Take time out from dating or relationshipping (to me relationship is a verb–an action verb) and discover what your latest RPG is. Let the universe guide you to appreciate it a little more today than yesterday.

If your dating life or relationship was a game show–what would be its name? And what Relationship Parting Gifts can you recognize from your past?

What’s Your Dating Label?

In a world where labels are perceived good when it comes to clothing but considered inappropriate for people–I say false.

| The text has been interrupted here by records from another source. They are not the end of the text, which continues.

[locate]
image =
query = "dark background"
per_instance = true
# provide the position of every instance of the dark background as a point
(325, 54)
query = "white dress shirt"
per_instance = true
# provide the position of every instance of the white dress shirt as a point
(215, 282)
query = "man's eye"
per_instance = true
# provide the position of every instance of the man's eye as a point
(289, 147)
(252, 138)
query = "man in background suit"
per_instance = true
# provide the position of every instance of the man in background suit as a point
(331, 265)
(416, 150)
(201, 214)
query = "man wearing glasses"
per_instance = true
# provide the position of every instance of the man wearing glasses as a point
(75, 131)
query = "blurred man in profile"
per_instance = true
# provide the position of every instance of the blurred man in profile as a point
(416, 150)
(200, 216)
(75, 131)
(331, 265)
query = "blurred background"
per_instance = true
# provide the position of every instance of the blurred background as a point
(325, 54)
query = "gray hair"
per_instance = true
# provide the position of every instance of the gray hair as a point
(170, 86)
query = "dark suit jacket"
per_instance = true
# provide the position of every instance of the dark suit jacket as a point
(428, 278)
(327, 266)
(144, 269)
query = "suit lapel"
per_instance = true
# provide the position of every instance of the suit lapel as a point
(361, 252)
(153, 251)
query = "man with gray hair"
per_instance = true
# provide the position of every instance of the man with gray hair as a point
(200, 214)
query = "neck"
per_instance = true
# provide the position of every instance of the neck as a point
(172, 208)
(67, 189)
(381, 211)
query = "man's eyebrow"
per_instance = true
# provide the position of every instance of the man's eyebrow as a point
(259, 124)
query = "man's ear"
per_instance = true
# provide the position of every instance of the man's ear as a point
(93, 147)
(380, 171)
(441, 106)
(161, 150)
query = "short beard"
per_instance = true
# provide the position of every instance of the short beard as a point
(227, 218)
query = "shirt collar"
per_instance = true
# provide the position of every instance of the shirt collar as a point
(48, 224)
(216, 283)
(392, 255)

Some people in my life, I gladly label: the nice one, the nurturing one, the hilarious one, the grit-your-teeth-here-she-comes-one, the smart one. This is only one small portion of who they are, but based on their dominating feature: the feature that I see and interactive with the most in a person, I slap a label on them, that’s how my brain processes/identifies people.

It’s like a human filing system. Right or Wrong, I think we all do this

When it comes to dating–what labels do you think people put on you? The flake? The one who always runs late? The talker? The drunk? The sexed-up-one who gives hand jobs under the table? The judger? The “I can cancel as many times and she”ll still accept the next date” one?

What label do you give yourself?And most importantly–what label are you aspiring to be?